HT Pazar'dan Sema Ereren imzalı habere göre; ertesi güne uyanmak için bir amacınız yoksa döner durur, beyniniz uyumamanın bin bir bahanesini bulabilir.
Ama bir de ertesi gün sabahın 7’sinde servise bindireceğiniz bir çocuğunuz ya da yetişmek zorunda olduğunuz bir toplantı varsa “Burnum aktı”, “Üst komşum uyutmadı”, “Yastığı sevmedim”, “Hava sıcak” ya da “Yatağı yadırgadım” demeden, şartlar ne olursa olsun uykuya dalıveriyoruz.
ABD’deki Northwestern Üniversitesi’nde konu üzerine yapılan geniş çaplı bir araştırma ekibinin lideri olan, nöroloji bölümünden Doç. Dr. Jason Ong, “İnsanların hayatlarında bir amaç edinmeleri, özellikle uykusuzluktan mustarip toplumlarda, medet umulan ilaçlardan bile çok daha etkili bir strateji” diyor.

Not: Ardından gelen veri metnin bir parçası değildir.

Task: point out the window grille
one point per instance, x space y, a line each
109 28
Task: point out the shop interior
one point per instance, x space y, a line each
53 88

Uyku kaliteniz hayata sizi bağlayacak ne denli önemli amaç ya da amaçlarınızın olduğuyla doğru orantılı olmasının yanında bu kişiler diğerlerine kıyasla uyku apnesine yüzde 63 daha az yakalanıyor, yüzde 52 oranında da daha az huzursuz bacak sendromu yaşıyor. Elbette bunlarla da sınırlı değil
TUTUNACAK BİR DALINIZ OLSUN
Hayat gayesi edinerek sadece iyi uyumaya başlamayacaksınız, daha uzun yaşayacaksınız. Çünkü uzmanlar “Âsıl bir amacınız varsa kendinize dikkat eder, sağlığınızı önemsersiniz” diyor. Yani kafanıza koyduğunuz bir mesele varsa kendinizi koy vermez, yediklerinizi, içtiklerinizi, uykunuzu, beden ve ruh sağlığınız için spor yapmayı önemser, psikolojinizin yerinde olması için çabalarsınız.
Kanada’daki Carleton Üniversitesi’nden Dr. Patrick Hill “Hayat gayenizin ne olduğunun, kaç yaşınızda bunu bulduğunuzun bir önemi yok. Bu sizi ayakta tutar, daha uzun yaşatır” diyor. New York’daki Rochester Üniversitesi’nden Nicholas Turiano da ona katılıyor: “Özellikle ileri yaştakilerin bir hayat amacı olmasının daha hayati olduğu sanılırdı oysa gençlerin de hayat kalitesi için epey önemli.” 19 yaşındaki kızını kaybedince hayat amacı üzerine kitap yazan Michigan Üniversitesi’nden Dr. Victor J. Strecher da uyarıyor: Araştırmalar gösteriyor ki hayatta bir amacı olmayan ya da yeterince güçlü bir gayeye sahip olmayanların olanlara kıyasla Alzheimer’a yakalanma ihtimali 2.4 kat fazla. Dahası bu ciddi risk yanında bu kişilerin kalp krizi geçirme riski de ciddi oranda artıyor.
The Journal Development Psychology’de yayımlanan bir başka araştırmaya göre iyi yaşlanmanın yolu da hayat amacı sayesinde oluyor. Bu kişilerin depresyona yakalanma ihtimalleri de daha az. Çünkü bilim insanları her güne yaşam amacını anımsayarak uyanan kişilerin kendilerine depresyona girme şansı tanımadığını, daima hayatta güçlü durması gerektiğini bildiğini söylüyor.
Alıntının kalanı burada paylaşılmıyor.